In questo senso, l'art. 866 del D.Lgs. n. 66 del 2010 ha solamente coordinato - e proprio in ragione delle specifiche esigenze dell'apparato militare di cui si è detto supra - le disposizioni del codice penale comune con quelle del c.p.m.p. In sostanza, mentre per i dipendenti pubblici "civili" è sufficiente un provvedimento ad efficacia dichiarativa che si limiti a prendere atto del disposto dell'art. 32-quinquies c.p., per i dipendenti pubblici che rivestono lo status di militari l'ordinamento prevede un meccanismo più articolato (rimozione ex art. 33, n. 3, c.p.m.p. e perdita del grado per rimozione), che però produce il medesimo risultato dal punto di vista sostanziale.
10. Non sono pertanto suscettibili di accoglimento le istanze di rimessione alla Consulta della questione di legittimità costituzionale delle norme del D.Lgs. n. 66 del 2010 applicate nella specie dal Ministero della Difesa.
Non è invece rilevante l'ulteriore questione di legittimità costituzionale dedotta, atteso che nella specie, gli artt. 30 e 31 c.p.m.p. non hanno trovato applicazione.
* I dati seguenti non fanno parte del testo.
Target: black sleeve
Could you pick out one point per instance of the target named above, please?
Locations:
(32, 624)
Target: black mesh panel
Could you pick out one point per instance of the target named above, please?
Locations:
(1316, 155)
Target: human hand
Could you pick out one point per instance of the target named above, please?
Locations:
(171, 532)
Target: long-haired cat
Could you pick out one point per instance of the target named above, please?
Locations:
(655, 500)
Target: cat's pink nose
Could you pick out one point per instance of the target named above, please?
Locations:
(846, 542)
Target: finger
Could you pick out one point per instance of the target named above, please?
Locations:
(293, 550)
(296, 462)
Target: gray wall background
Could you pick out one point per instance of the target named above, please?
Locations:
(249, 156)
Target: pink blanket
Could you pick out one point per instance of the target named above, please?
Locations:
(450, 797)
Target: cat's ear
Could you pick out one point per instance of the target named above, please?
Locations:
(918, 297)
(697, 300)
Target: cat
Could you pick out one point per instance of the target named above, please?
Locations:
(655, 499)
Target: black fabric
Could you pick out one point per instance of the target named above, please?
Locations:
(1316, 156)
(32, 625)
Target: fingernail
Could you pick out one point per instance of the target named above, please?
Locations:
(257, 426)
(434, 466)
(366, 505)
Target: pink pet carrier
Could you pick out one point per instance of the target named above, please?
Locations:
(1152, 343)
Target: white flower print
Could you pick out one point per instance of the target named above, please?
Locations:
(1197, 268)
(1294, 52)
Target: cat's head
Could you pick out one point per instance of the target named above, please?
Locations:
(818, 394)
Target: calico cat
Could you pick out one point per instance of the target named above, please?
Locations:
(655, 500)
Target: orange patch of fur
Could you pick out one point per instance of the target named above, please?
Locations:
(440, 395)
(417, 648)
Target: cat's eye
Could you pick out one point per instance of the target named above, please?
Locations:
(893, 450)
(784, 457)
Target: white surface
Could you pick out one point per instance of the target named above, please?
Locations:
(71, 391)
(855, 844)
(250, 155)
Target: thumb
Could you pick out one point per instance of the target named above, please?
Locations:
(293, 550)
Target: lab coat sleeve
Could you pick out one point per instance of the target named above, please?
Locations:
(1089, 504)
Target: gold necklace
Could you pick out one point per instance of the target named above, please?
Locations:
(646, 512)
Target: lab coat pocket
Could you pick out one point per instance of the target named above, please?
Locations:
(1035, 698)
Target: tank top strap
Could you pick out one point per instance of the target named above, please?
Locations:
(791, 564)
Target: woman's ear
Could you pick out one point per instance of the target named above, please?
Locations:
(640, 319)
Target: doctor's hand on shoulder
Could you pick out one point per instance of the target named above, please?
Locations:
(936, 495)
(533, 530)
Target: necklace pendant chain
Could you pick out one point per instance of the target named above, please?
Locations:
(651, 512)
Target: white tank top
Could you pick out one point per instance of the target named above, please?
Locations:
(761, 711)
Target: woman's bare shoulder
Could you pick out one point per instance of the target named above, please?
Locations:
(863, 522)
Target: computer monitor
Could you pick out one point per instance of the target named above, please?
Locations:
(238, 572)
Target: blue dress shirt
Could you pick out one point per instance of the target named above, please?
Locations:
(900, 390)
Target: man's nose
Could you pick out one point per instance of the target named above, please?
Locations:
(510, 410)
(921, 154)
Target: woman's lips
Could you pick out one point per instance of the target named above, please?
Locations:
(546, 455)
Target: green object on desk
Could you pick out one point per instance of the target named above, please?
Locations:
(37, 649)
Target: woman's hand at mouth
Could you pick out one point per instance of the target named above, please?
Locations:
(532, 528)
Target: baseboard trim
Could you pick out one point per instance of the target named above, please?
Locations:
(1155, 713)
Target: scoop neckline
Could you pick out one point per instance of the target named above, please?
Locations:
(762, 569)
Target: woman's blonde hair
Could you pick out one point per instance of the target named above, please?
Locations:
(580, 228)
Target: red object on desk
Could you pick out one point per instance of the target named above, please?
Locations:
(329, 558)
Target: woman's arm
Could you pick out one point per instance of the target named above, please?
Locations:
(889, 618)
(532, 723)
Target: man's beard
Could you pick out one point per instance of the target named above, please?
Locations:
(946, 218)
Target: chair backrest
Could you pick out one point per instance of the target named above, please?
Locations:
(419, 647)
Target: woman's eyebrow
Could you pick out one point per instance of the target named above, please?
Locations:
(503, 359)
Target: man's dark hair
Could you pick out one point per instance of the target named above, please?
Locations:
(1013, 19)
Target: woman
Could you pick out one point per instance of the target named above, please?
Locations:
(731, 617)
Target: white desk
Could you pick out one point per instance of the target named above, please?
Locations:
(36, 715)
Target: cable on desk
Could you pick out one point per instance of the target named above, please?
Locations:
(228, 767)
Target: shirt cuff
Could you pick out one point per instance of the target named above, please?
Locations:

Sono ugualmente infondate le censure relative all'asserita violazione del principio di irretroattività delle sanzioni amministrative ed alla contestata decorrenza degli effetti del provvedimento espulsivo, in quanto:
a) a prescindere dall'applicabilità al caso in esame della L. n. 689 del 1981 (vedasi l'art. 12 della stessa legge), nella presente vicenda viene in evidenza una sanzione accessoria di natura penale;
b) la decorrenza giuridica degli effetti del provvedimento è prevista espressamente dalla legge e la relativa disposizione non appare né irragionevole né confliggente con norme e principi costituzionali.
Il servizio prestato dal ricorrente nel periodo intercorso fra la riammissione in servizio e la data in cui i provvedimenti impugnati hanno avuto effettiva esecuzione è da considerare servizio di fatto, con tutto ciò che ne consegue dal punto di vista giuridico - economico. Per quanto concerne eventuali ripercussioni che da ciò deriva sulla validità degli atti di P.G. compiuti dal maresciallo (Lpd) nel periodo in questione, si tratta di questione che non rileva nel presente giudizio e che oltre tutto non riguarda il ricorrente (il quale è ovviamente "scriminato" dal punto di vista penale, ai sensi dell'art. 51 c.p.).
11. In conclusione, il ricorso introduttivo e i motivi aggiunti vanno respinti.
In ragione della complessità delle questioni trattate, le spese di giudizio possono però essere integralmente compensate fra le parti.
P.Q.M.
Il Tribunale Amministrativo Regionale per le Marche (Sezione Prima), definitivamente pronunciando:
- respinge il ricorso introduttivo e i motivi aggiunti;
- compensa fra le parti le spese di giudizio.
Ordina che la presente sentenza sia eseguita dall'autorità amministrativa.